Assumption: the statement is true for an arbitrary $n\in \mathbb N.$ I wanted to use some inequality and apply it for the whole expression in the step. I am not sure whether it has any sense to divide the right side of the inequality although all the $(1+b_i)$ factors are greater or equal to 1. Just in case I wrote: $$\frac{1+2b_i}{1+b_1}=2-\frac{1}{1+b_i},\;\;\; \inf{\Bigg(2-\frac{1}{1+b_i}}\Bigg)=1,\; b_i=0$$ Step: $f\geq g\implies1+f\geq g\implies1+f\cdot b_{n+1}\geq g\cdot b_{n+1}$
Is this correct?
I don’t think you’re proof is correct. Additionally, there is some room for improvement with the language of the proof too.
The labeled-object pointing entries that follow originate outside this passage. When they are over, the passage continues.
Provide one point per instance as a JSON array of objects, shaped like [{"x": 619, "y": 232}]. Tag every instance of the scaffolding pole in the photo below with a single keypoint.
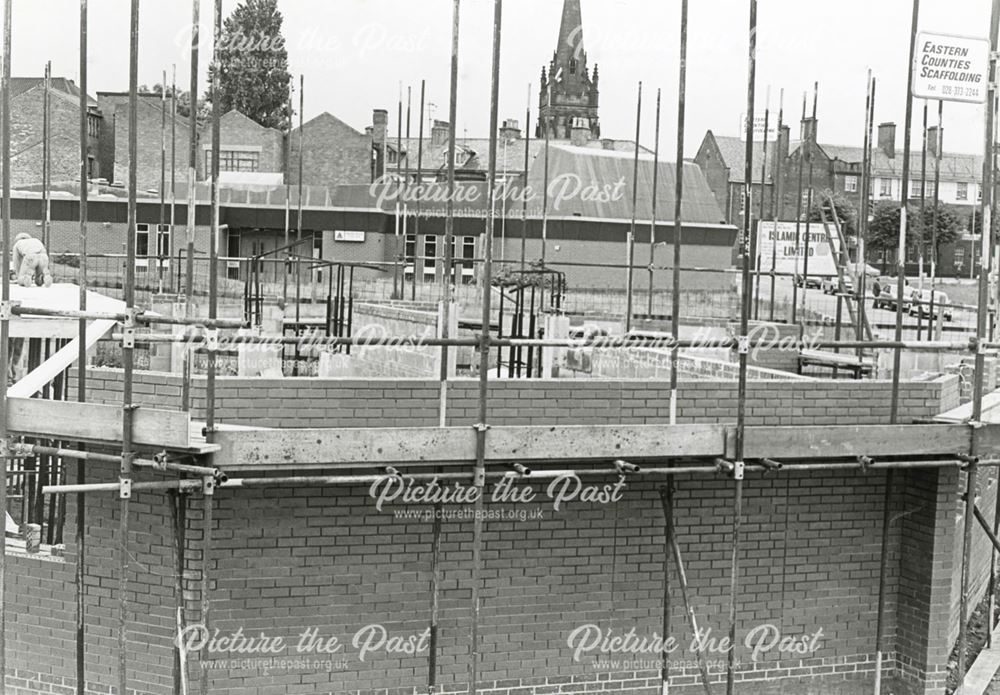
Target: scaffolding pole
[
  {"x": 128, "y": 353},
  {"x": 777, "y": 202},
  {"x": 81, "y": 375},
  {"x": 208, "y": 483},
  {"x": 4, "y": 316},
  {"x": 981, "y": 330},
  {"x": 760, "y": 217},
  {"x": 484, "y": 354},
  {"x": 630, "y": 243},
  {"x": 446, "y": 300},
  {"x": 192, "y": 164},
  {"x": 743, "y": 353},
  {"x": 652, "y": 218},
  {"x": 675, "y": 298}
]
Using $\inf$ is slightly confusing, since $\inf$ is normally only used when dealing with an infinite number of elements. If you’re dealing with a finite number of elements (and there are a finite number of $b_i$), $\min$ is far more appropriate.
This said, I can see why you used $\inf$ though: you just want to say that provided $b_i \geq 0$, the lowest $2 - \frac{1}{1 + b_i}$ can be is $1$ (And so in this case you’re consider the $\inf$ of $2 - (1 + x)^{-1})$ over non-negative $x$). In such as case I’d recommend just saying “Since $b_i \geq 0$, $2 - \frac{1}{1 + b_i} \geq 2 - 1 = 1$.”
Assuming by $f$ and $g$ you mean $(1 + 2b_1)\cdots (1 + 2b_n)$ and $2(1 + b_1) \cdots (1 + b_n)$ (this should be stated!), the proof breaks down because you want to show that
$1 + f(1 + 2b_{n + 1}) \geq g (1 + b_{n + 1})$
is true if
$ 1 + f \geq g$
which you know is true by the induction assumption. However, when you divide both sides by $1 + b_{n+1}$ you also need to divide the $1$ by $1 + b_{n + 1}$, and you don’t know that $1/(1 + b_{n + 1}) \geq 1$ (in fact, this is only true when $b_{n+1} = 0$!)
As such I’d recommend just trying to solve the problem by expanding out $1 + f(1 + 2b_{n + 1})$ (i.e write $1 + f(1 + 2b_{n + 1}) = 1 + f + 2fb_{n + 1}$ and show that $1 + f + 2fb_{n+1} \geq g(1 + b_{n + 1})$. I was able to do this in a couple of lines from that point.